Damning report into child sex abuse allegations against UN peacekeepers points to ‘gross institutional failure’
Among those said to have looked the other way were the UN children’s agency, Unicef, as well as human rights staffers.

The United Nations’ “gross institutional failure” to act on allegations that French and other peacekeepers sexually abused children in the Central African Republic (CAR) led to even more assaults, according to a new report released on Thursday.
One young boy who initially reported an attack on his friends more than a year ago now says he has been raped, too.
The independent panel found that the accounts by children as young as nine of trading oral sex and other acts in exchange for food in the middle of a war zone in early 2014 were “passed from desk to desk, inbox to inbox, across multiple UN offices, with no one willing to take responsibility.”
Among those said to have looked the other way were the UN children’s agency, Unicef, as well as human rights staffers.
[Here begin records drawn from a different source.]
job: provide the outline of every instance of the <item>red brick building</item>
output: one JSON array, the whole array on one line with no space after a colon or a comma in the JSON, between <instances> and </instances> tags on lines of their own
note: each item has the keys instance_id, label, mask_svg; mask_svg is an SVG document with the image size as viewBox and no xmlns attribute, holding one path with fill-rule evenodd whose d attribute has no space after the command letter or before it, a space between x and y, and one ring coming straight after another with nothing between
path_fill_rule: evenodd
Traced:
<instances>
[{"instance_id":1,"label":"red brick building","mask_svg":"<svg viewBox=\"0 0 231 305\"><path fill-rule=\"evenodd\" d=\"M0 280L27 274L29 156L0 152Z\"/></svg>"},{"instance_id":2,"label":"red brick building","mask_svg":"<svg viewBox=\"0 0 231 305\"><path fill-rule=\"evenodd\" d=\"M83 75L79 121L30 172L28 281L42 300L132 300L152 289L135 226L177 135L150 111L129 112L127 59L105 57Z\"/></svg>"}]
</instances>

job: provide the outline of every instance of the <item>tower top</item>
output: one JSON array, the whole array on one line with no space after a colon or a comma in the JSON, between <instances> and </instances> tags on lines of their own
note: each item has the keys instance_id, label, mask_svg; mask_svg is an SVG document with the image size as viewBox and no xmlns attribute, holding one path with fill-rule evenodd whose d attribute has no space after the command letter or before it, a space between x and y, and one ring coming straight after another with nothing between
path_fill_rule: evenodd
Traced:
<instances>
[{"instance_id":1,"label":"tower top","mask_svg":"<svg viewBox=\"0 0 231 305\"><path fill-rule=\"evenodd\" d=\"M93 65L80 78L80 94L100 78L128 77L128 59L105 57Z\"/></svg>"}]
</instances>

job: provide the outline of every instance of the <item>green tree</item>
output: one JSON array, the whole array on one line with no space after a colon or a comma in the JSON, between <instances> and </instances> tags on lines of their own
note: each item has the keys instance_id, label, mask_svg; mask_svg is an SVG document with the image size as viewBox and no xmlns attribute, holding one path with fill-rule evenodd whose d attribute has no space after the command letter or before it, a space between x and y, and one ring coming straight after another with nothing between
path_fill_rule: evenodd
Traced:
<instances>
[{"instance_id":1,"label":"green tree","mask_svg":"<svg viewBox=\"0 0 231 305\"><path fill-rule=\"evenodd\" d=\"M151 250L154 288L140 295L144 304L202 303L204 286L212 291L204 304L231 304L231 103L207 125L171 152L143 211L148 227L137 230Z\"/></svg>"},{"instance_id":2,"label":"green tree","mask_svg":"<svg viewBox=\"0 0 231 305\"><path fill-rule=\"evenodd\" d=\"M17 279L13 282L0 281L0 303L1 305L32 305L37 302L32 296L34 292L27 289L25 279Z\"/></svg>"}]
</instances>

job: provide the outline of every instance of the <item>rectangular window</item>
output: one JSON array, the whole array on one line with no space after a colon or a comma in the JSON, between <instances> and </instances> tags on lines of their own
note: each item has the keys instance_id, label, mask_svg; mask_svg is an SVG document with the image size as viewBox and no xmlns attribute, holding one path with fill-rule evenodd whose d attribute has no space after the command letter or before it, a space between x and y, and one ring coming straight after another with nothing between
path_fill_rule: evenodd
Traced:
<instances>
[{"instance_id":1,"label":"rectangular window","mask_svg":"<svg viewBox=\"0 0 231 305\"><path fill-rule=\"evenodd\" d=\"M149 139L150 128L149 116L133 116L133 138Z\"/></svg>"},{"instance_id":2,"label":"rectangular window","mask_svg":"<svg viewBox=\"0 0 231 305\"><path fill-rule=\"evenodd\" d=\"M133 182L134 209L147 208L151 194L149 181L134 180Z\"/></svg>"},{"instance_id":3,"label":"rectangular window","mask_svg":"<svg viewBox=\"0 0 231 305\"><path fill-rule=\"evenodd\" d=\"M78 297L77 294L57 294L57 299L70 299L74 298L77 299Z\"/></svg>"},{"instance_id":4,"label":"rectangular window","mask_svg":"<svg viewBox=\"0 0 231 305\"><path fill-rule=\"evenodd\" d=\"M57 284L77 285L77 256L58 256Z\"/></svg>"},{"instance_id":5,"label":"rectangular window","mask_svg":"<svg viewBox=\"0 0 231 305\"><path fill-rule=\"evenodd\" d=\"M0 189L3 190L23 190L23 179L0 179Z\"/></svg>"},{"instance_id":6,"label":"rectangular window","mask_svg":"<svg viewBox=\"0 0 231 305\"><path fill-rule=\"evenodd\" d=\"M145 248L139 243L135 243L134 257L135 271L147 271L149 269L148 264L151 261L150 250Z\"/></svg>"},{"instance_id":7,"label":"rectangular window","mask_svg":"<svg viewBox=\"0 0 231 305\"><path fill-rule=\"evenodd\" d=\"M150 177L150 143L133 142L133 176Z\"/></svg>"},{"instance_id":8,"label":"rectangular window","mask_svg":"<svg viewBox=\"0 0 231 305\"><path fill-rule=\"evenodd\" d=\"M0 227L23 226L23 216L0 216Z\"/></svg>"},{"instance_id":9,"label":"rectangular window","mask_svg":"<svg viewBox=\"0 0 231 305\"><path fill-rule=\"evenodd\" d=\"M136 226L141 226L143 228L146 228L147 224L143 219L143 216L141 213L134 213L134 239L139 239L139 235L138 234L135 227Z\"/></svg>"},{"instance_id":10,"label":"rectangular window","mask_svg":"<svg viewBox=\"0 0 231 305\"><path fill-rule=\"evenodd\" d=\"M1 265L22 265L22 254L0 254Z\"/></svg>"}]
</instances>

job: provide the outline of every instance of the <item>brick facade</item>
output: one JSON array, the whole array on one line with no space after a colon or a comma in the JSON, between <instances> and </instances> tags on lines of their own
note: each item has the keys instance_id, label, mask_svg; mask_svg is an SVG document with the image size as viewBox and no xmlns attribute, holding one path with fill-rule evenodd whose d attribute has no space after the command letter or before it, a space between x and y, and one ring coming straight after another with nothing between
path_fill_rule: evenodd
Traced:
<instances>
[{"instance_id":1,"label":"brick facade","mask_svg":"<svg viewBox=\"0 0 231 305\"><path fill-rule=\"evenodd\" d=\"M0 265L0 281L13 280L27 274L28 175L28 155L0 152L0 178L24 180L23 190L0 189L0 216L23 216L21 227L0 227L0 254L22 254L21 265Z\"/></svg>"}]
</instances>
UN secretary-general Ban Ki-moon, in a statement, expressed “profound regret that these children were betrayed by the very people sent to protect them” and said he accepted the panel’s broad findings.
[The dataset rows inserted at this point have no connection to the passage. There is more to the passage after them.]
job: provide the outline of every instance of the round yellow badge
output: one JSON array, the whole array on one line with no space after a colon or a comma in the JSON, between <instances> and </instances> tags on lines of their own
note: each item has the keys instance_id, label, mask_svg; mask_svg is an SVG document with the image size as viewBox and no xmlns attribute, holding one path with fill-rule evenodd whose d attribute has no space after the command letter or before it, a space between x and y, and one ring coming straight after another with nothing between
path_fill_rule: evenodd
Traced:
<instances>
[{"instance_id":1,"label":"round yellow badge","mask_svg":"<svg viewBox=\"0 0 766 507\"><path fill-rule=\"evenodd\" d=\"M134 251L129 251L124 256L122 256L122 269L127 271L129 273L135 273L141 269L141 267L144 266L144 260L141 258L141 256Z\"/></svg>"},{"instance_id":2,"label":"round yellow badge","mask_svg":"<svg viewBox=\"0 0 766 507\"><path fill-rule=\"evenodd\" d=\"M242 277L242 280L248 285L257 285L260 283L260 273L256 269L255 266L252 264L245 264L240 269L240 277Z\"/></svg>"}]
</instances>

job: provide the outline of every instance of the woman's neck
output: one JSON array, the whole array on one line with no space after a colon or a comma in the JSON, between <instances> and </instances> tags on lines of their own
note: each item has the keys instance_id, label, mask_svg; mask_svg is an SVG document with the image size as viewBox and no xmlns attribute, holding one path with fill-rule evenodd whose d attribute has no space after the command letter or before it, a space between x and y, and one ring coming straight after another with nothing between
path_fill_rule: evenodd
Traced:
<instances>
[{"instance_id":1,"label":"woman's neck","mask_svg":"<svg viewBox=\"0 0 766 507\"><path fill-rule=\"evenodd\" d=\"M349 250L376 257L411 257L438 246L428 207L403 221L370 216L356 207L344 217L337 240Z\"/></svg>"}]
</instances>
The welfare of the victims and the accountability of the perpetrators appeared to be an afterthought
The panel, led by Canadian judge Marie Deschamps, found that UN staffers failed or hesitated to pass the children’s allegations to more senior officials, sometimes because of political concerns with France involved; showed “unconscionable delays” in protecting and supporting the children; failed to further investigate the allegations; failed to properly vet peacekeepers for past abuses; and, overall, appeared more concerned with whether one UN staffer had improperly alerted French authorities.